Try Andrew Davis with the BBCSO for that last degree, a superb bargain on Warner Apex (0927495842, with Symphony No.6 and The Lark Ascending). Better still, perhaps, especially for those with memories as lengthy as mine, Sir John Barbirolli with the Sinfonia of London, coupled with Greensleeves and a superb Elgar Introduction and Allegro and Serenade for Strings (Warner 5672402 – review – download only).

My highlight of the new Signum recording is VW’s An Oxford Elegy, the text a skilful conflation and condensation of Matthew Arnold’s A Scholar Gipsy and Thyrsis. It’s not nearly as often performed as the Tallis Fantasia, but its appeal approaches that work for me. It stands or falls by the quality of the narrator, ideally realised by John Westbrook on a classic recording of VW’s music conducted by David Willcocks, a Cambridge luminary’s tribute to Oxford. That remains available as a download (Warner 2435672215, with equally loving performances of Flos Campi and Sancta Civitas DL Roundup June 2010 review of 5-CD reissue, also still available as download only). It’s now more expensive, even in mp3, than it was as a mid-price EMI CD, but well worth the outlay.

I liked Jeremy Irons narrating the Oxford Elegy on a Naxos release reviewed in DL News 2014/14 part of an album with music by Butterworth and Gurney. A Nimbus recording with Oxford forces, which received mixed reviews from Rob Barnett and William Hedley, remains available separately on NI5166 or as part of a super-budget 4-CD set (NI1754, even less expensive as a download with pdf booklet). It’s by no means a poor performance but Jack May’s narration of the poetry is a little too understated.

I wondered if Simon Callow would default in the opposite direction; he is, after all, known for a somewhat can-belto style. I need not have feared: like Westbrook and Irons he manages to steer a very effective middle course between declamation and sensitivity; though Westbrook still wins on points for me, the orchestral support on Signum and the slightly more forward balance of the spoken words go far to make amends. As heard in 24-bit format, indeed, the recording is very good.

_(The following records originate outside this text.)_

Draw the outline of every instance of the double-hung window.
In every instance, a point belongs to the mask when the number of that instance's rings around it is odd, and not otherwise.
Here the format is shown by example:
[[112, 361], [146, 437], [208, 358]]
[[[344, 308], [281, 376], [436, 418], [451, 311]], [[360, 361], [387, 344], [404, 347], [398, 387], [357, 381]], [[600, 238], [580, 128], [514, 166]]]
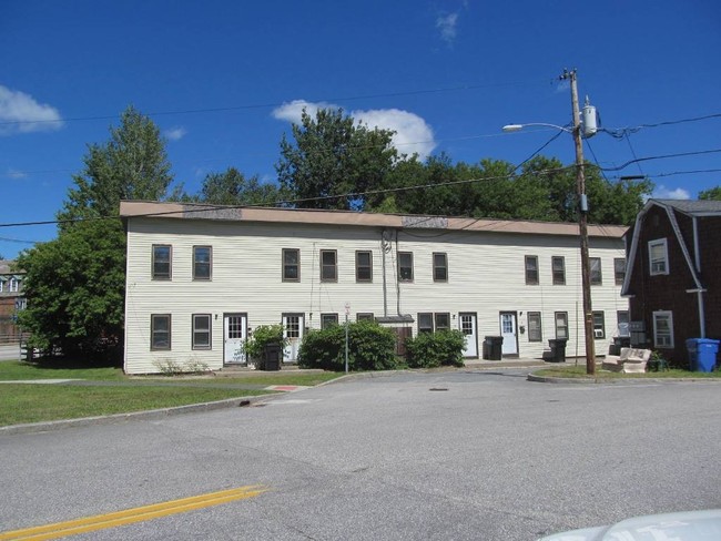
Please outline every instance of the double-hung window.
[[443, 253], [433, 255], [433, 280], [448, 282], [448, 256]]
[[193, 246], [193, 279], [211, 279], [213, 265], [212, 246]]
[[321, 282], [337, 282], [337, 252], [335, 249], [321, 251]]
[[333, 325], [338, 325], [338, 315], [337, 314], [321, 314], [321, 328], [327, 329]]
[[626, 259], [623, 257], [613, 259], [613, 275], [616, 276], [616, 285], [622, 286], [626, 279]]
[[562, 256], [551, 257], [551, 273], [555, 286], [566, 285], [566, 259]]
[[538, 256], [537, 255], [526, 256], [526, 285], [528, 286], [538, 285]]
[[602, 312], [593, 312], [593, 338], [606, 338], [606, 318]]
[[355, 280], [373, 282], [373, 252], [355, 253]]
[[170, 314], [152, 314], [150, 316], [150, 348], [152, 350], [170, 349]]
[[568, 312], [557, 312], [556, 318], [556, 338], [568, 338]]
[[649, 273], [651, 276], [669, 274], [669, 251], [666, 238], [649, 241]]
[[600, 286], [603, 283], [603, 278], [601, 276], [601, 258], [590, 257], [589, 261], [591, 264], [591, 285]]
[[673, 314], [659, 310], [653, 313], [653, 345], [656, 347], [673, 347]]
[[283, 248], [283, 282], [298, 282], [301, 279], [301, 251], [297, 248]]
[[541, 341], [540, 312], [528, 313], [528, 341]]
[[193, 349], [211, 349], [210, 314], [193, 314]]
[[167, 244], [153, 244], [153, 279], [171, 279], [173, 248]]
[[398, 252], [398, 282], [413, 282], [413, 252]]

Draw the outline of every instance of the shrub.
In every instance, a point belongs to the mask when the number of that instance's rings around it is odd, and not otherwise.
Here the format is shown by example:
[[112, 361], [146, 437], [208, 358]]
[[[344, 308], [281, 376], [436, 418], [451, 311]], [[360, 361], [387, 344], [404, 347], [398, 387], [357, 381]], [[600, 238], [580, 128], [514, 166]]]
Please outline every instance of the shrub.
[[[348, 370], [389, 370], [402, 366], [395, 355], [395, 334], [375, 321], [348, 325]], [[311, 330], [303, 338], [298, 366], [342, 371], [345, 369], [345, 325]]]
[[253, 334], [243, 345], [247, 361], [255, 363], [258, 368], [262, 368], [265, 361], [265, 346], [268, 344], [278, 344], [281, 348], [287, 346], [287, 338], [283, 337], [283, 325], [258, 325], [255, 327]]
[[406, 340], [410, 368], [464, 366], [465, 337], [460, 330], [423, 333]]

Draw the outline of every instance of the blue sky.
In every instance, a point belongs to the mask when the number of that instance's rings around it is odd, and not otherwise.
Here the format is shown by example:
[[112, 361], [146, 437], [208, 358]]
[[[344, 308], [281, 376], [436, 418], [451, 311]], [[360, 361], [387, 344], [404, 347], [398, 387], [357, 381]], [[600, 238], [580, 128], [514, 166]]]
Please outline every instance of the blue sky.
[[[53, 220], [87, 144], [129, 104], [196, 192], [229, 166], [274, 182], [303, 105], [397, 130], [404, 153], [519, 163], [555, 131], [501, 126], [570, 122], [565, 68], [606, 129], [631, 129], [599, 133], [586, 157], [609, 180], [649, 175], [654, 195], [695, 198], [721, 184], [720, 51], [717, 0], [2, 0], [0, 224]], [[544, 154], [571, 163], [570, 135]], [[689, 155], [659, 157], [672, 154]], [[54, 236], [0, 227], [0, 254]]]

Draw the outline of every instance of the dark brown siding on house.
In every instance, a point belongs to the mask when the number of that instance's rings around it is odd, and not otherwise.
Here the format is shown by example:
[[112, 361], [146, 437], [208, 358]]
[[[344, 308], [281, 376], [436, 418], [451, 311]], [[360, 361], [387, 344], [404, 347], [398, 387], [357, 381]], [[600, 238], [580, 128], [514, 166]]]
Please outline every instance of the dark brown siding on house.
[[[682, 231], [688, 229], [689, 223]], [[686, 233], [684, 233], [686, 236]], [[669, 254], [669, 274], [651, 276], [649, 273], [649, 241], [666, 238]], [[691, 237], [692, 238], [692, 229]], [[691, 243], [692, 245], [692, 243]], [[664, 357], [683, 365], [688, 360], [686, 338], [699, 334], [699, 309], [697, 295], [686, 293], [694, 288], [693, 276], [689, 269], [681, 246], [669, 221], [666, 210], [652, 207], [646, 214], [631, 276], [629, 293], [631, 298], [631, 320], [643, 320], [649, 347], [653, 347], [653, 312], [673, 313], [673, 349], [659, 349]]]

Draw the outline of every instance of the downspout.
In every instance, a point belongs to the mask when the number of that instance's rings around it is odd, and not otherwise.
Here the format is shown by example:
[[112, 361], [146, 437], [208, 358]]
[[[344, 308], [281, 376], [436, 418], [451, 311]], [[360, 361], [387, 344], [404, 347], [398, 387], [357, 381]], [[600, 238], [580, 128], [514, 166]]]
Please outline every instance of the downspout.
[[[693, 216], [693, 259], [695, 264], [695, 272], [701, 273], [701, 254], [699, 253], [699, 224], [698, 218]], [[700, 338], [705, 338], [705, 310], [703, 308], [703, 290], [699, 289], [697, 293], [699, 305], [699, 334]]]
[[386, 253], [390, 249], [389, 234], [380, 232], [380, 254], [383, 262], [383, 317], [388, 317], [388, 286], [386, 283]]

I was relieved to read that ‘Matthew Arnold’s tree’ on Boars Hill – actually an oak, not an elm – has been conserved by the Oxford Preservation Trust and can still be seen on the skyline from Tom Quad of Christ Church.

The third VW piece here comes from his decades-long struggle to compose his opera on Bunyan’s Pilgrim’s Progress. Despairing of ever having it performed, he published sections of it and raided it for his Symphony No.5. We now have complete recordings, but the separate sections are well worth an outing, and such is the case with Valiant for Truth. More treasures from the work in progress are on offer on Hyperion’s collection of VW’s choral music (CDS44321/4 – review review). A Bunyan Sequence is also available separately on CDA66511, download from Hyperion or Archive Service CD, and The Shepherds of the Delectable Mountains on CDA66569, download or Archive Service. Go for those two albums, however, and you might as well buy the 4-CD set.

Finally, Lord, Thou has been our refuge, a setting of Psalm 90 and Isaac Watts’ hymn ‘O Lord our help in ages past’ with a rousing conclusion, sounds the whole programme off in grand style. Only VW’s setting of the Old Hundredth would have served as well – now I think of it, to have added that would have meant just five minutes extra. I mustn’t grumble, however; the two CDs and the download add up to 87 minutes but are offered as if for a single album. The stained-glass window in Gloucester Cathedral dedicated to the memory of Ivor Gurney, as featured on the front cover, is the icing on the cake; it was paid for in part by a fundraising concert featuring these performers in much of the same repertoire.

With accomplished performances and very good recorded sound, this may not be quite the hoped-for definitive replacement for the Westbrook and Willcocks Oxford Elegy, but it comes pretty close, and there’s plenty more fine music making here, too.